L’activité d’exploration et de développement minier a repris avec la participation de partenaires étrangers. Actuellement cinq (5) projets de ce type sont en voie de réalisation en association avec des partenaires étrangers.
Le développement du gisement de fer de Gara Djebilet a été relancé dans le cadre d’un récent appel à manifestation d’intérêt.
Pour la première fois en Algérie un levé géophysique aérien sera effectué et financé par une entreprise minière dans le cadre de ses d’activités d’exploration minière.
Tout ceci démontre d’un redressement économique du secteur, et c’est également un indice de confiance des investisseurs étrangers dans la démarche et les instruments mis en place.
La Loi Minière a permis, par ailleurs, la mise en place de deux Agences de régulation et de promotion des activités du secteur.
Ces Agences ont développé et mis en place des instruments modernes de gestion et de contrôle de nos ressources minérales, il s’agit entre autres :
d’une base de données géologiques et minières
d’un cadastre minier fiable et géré de façon moderne
d’instruments de contrôle et de suivi dans le domaine environnemental et de l’exploitation rationnelle de nos ressources minérales.

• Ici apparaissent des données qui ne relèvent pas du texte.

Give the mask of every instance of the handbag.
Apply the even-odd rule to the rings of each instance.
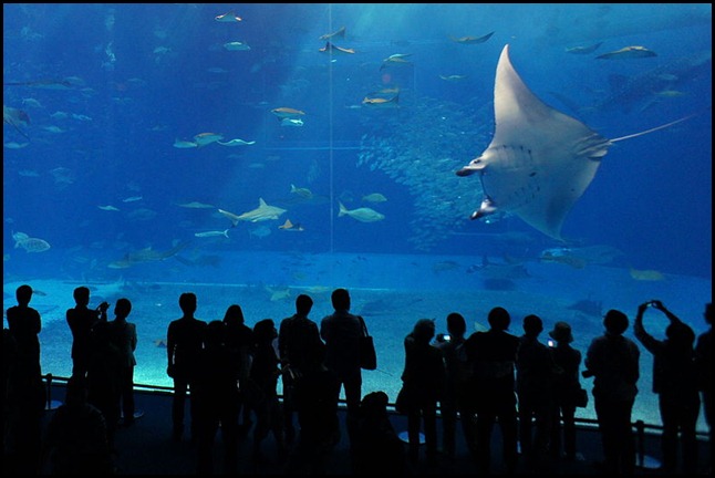
[[[395,401],[395,412],[400,415],[407,415],[411,408],[411,398],[408,388],[403,383],[400,392],[397,393],[397,399]]]
[[[367,333],[367,326],[362,316],[357,315],[362,325],[362,335],[360,336],[360,368],[377,368],[377,354],[375,353],[375,343]]]

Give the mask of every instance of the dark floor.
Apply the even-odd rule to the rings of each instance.
[[[64,391],[61,387],[53,387],[53,398],[62,398]],[[195,475],[196,472],[196,448],[191,446],[188,439],[182,443],[172,440],[172,420],[170,404],[172,395],[164,391],[139,391],[135,392],[136,408],[144,412],[144,416],[135,422],[131,427],[121,427],[116,433],[116,467],[121,475]],[[58,405],[56,403],[54,404]],[[52,411],[46,412],[46,419],[51,417]],[[344,409],[341,409],[341,420],[344,419]],[[406,418],[404,416],[392,414],[391,419],[397,432],[406,429]],[[344,423],[341,423],[344,430]],[[437,466],[427,466],[424,455],[421,456],[419,464],[411,468],[414,475],[467,475],[475,474],[474,463],[472,461],[462,436],[458,435],[457,453],[454,459],[442,459]],[[495,443],[493,446],[493,471],[501,474],[504,471],[500,465],[499,433],[495,428]],[[274,443],[269,437],[265,440],[263,451],[266,460],[256,464],[251,460],[251,435],[248,434],[241,439],[239,445],[239,474],[241,475],[296,475],[296,469],[286,469],[273,458],[277,456]],[[656,458],[660,456],[660,434],[645,433],[642,443],[644,451],[644,466],[639,467],[639,475],[659,475],[653,467],[657,465]],[[700,441],[701,461],[707,461],[709,450],[707,444]],[[582,425],[578,432],[579,458],[576,461],[557,461],[549,464],[541,474],[545,475],[598,475],[598,467],[594,466],[601,460],[601,441],[600,435],[593,425]],[[215,445],[217,469],[220,471],[220,451],[221,441],[220,433]],[[424,453],[424,451],[423,451]],[[3,460],[4,461],[4,460]],[[4,466],[3,466],[4,467]],[[705,466],[700,469],[705,470]],[[348,451],[348,439],[342,434],[341,441],[328,456],[325,464],[328,475],[351,475],[351,463]],[[533,474],[527,471],[520,464],[517,469],[518,474]],[[705,475],[705,471],[703,471]]]

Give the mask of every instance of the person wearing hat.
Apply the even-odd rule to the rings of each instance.
[[[571,325],[567,322],[557,322],[549,332],[553,346],[549,346],[558,373],[553,378],[553,413],[551,415],[551,456],[563,457],[567,460],[576,459],[576,394],[581,389],[579,382],[579,367],[581,366],[581,352],[571,346],[573,335]],[[551,345],[551,341],[549,341]],[[561,428],[559,422],[563,422]],[[561,435],[563,434],[563,439]]]
[[[603,447],[604,475],[633,475],[635,438],[631,414],[638,395],[641,351],[623,336],[628,316],[611,309],[603,318],[605,333],[591,341],[586,352],[584,376],[593,377],[593,405]]]
[[[655,309],[670,321],[665,328],[665,340],[657,340],[645,331],[643,315],[647,309]],[[663,436],[663,471],[676,472],[678,433],[683,471],[692,475],[697,467],[697,416],[701,397],[697,392],[697,372],[693,344],[695,332],[667,310],[663,302],[653,300],[638,308],[633,333],[645,350],[653,354],[653,393],[657,394]]]

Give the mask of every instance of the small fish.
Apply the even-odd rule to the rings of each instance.
[[[271,302],[278,302],[290,299],[290,288],[273,289],[268,285],[265,287],[266,291],[270,293]]]
[[[299,188],[299,187],[296,187],[296,185],[290,185],[290,193],[303,199],[310,199],[311,197],[313,197],[313,193],[310,189]]]
[[[237,15],[234,12],[228,12],[228,13],[224,13],[221,15],[216,15],[215,20],[220,21],[220,22],[225,22],[225,23],[232,23],[232,22],[242,21],[243,19],[240,18],[239,15]]]
[[[221,146],[250,146],[252,144],[256,144],[256,142],[246,142],[246,141],[239,139],[239,138],[231,139],[231,141],[226,142],[226,143],[222,143],[220,141],[216,142],[216,143],[220,144]]]
[[[645,46],[624,46],[621,50],[615,50],[612,52],[603,53],[598,55],[598,60],[614,60],[614,59],[638,59],[638,58],[651,58],[657,56],[657,54],[646,49]]]
[[[469,76],[467,76],[467,75],[448,75],[448,76],[439,75],[439,77],[442,80],[445,80],[445,81],[462,81],[462,80],[466,80]]]
[[[198,143],[187,142],[187,141],[184,141],[184,139],[176,139],[174,142],[174,147],[177,147],[179,149],[198,147]]]
[[[355,50],[353,50],[353,49],[344,49],[344,48],[341,48],[341,46],[335,46],[331,42],[325,42],[325,46],[323,46],[321,49],[318,49],[318,51],[321,52],[321,53],[325,53],[325,52],[329,52],[329,53],[348,53],[348,54],[355,53]]]
[[[3,143],[2,146],[7,147],[8,149],[22,149],[23,147],[28,146],[30,143],[15,143],[15,142],[8,142]]]
[[[477,44],[477,43],[486,42],[491,38],[494,32],[487,33],[486,35],[483,35],[483,37],[460,37],[460,38],[449,37],[449,38],[452,39],[452,41],[455,41],[462,44]]]
[[[407,58],[412,56],[412,53],[395,53],[382,61],[380,70],[384,70],[387,66],[406,66],[412,65],[413,63]]]
[[[291,222],[290,219],[286,219],[286,222],[283,222],[281,226],[278,226],[278,229],[282,230],[290,230],[290,231],[303,231],[303,227],[300,225],[300,222]]]
[[[663,272],[653,270],[653,269],[629,269],[629,273],[631,277],[635,280],[642,280],[642,281],[660,281],[664,280],[665,276]]]
[[[387,200],[387,198],[380,193],[372,193],[363,196],[362,200],[367,202],[384,202]]]
[[[221,139],[224,139],[224,136],[216,133],[199,133],[196,136],[194,136],[194,141],[196,142],[198,147],[206,146],[211,143],[216,143]]]
[[[365,96],[362,101],[362,104],[370,107],[398,107],[398,94],[388,98]]]
[[[678,90],[662,90],[655,94],[661,97],[680,97],[685,96],[687,93]]]
[[[597,51],[602,43],[603,42],[598,42],[589,46],[571,46],[571,48],[567,48],[566,52],[572,53],[572,54],[589,54]]]
[[[185,207],[188,209],[214,209],[216,206],[214,205],[207,205],[204,202],[198,202],[198,201],[190,201],[190,202],[184,202],[180,205],[177,205],[179,207]]]
[[[228,51],[249,51],[251,49],[248,43],[237,41],[224,43],[224,48]]]
[[[27,239],[17,241],[14,243],[14,247],[21,247],[27,252],[44,252],[45,250],[50,249],[50,243],[43,239],[29,237]]]
[[[303,121],[300,119],[300,118],[282,118],[280,121],[281,126],[297,126],[297,127],[300,127],[303,124],[304,124]]]
[[[385,218],[384,215],[371,208],[357,208],[349,210],[342,202],[339,201],[338,205],[340,206],[338,217],[350,216],[351,218],[361,222],[376,222]]]
[[[299,118],[300,116],[305,115],[305,112],[303,111],[289,108],[289,107],[278,107],[278,108],[271,110],[270,112],[273,113],[279,118]]]
[[[30,116],[24,111],[2,105],[2,122],[12,126],[25,139],[30,139],[20,128],[27,127],[30,124]]]
[[[408,59],[410,56],[412,56],[412,53],[395,53],[395,54],[391,54],[390,56],[387,56],[383,61],[384,62],[404,63],[404,62],[407,62],[406,59]]]
[[[49,133],[55,133],[55,134],[66,132],[66,129],[62,129],[60,126],[55,126],[55,125],[42,126],[42,129],[44,129],[44,131],[46,131]]]
[[[222,231],[196,232],[194,236],[196,236],[196,237],[220,237],[220,236],[224,236],[224,237],[228,238],[228,229],[224,229]]]
[[[345,27],[341,27],[340,30],[334,31],[332,33],[325,33],[323,35],[320,35],[318,40],[330,40],[331,38],[336,38],[336,37],[340,37],[343,39],[345,38]]]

Je reste convaincu que le secteur des mines et carrières est actuellement sur la bonne voie et de nouvelles opportunités pour son développement sont en cours de mise en place.
A ce propos je dois rappeler que les investisseurs étrangers sont les bienvenus dans le secteur minier, tant qu’ils activent dans le respect de la réglementation et dans le cadre de la transparence et de la concurrence que nous avons mis en place.
Malgré tous les efforts consenti, il y a encore des contraintes à caractère exogène et / ou endogène qui freinent une meilleure prise en charge de l’investissement dans ce secteur. Tous ces aspects devraient être identifiés, et soumis à débat en vue de dégager des recommandations utiles.
Je profite également de cette opportunité pour demander à l’ensemble des opérateurs activant dans le secteur des Mines et des Carrières, quel que soit leur statut de s’organiser, à l’exemple d’institutions similaires connues dans le monde, en associations professionnelles en vue d’apporter leur contribution au développement de ce secteur.
L’ANECAM dont j’ai parrainé il y a quelques années la création sera une branche active de cette association.
Les experts miniers auxquels la Loi Minière accorde de larges prérogatives, sont également invités à se perfectionner et à s’organiser en association professionnelle.
Je ne terminerai pas cette allocution sans espérer que ce genre de forum de professionnels se déroule de façon régulière.
Je souhaite plein succès à vos travaux et déclare ouverte la présente journée de présentation du bilan 2005 et des perspectives de développement du secteur des Mines et Carrières en Algérie.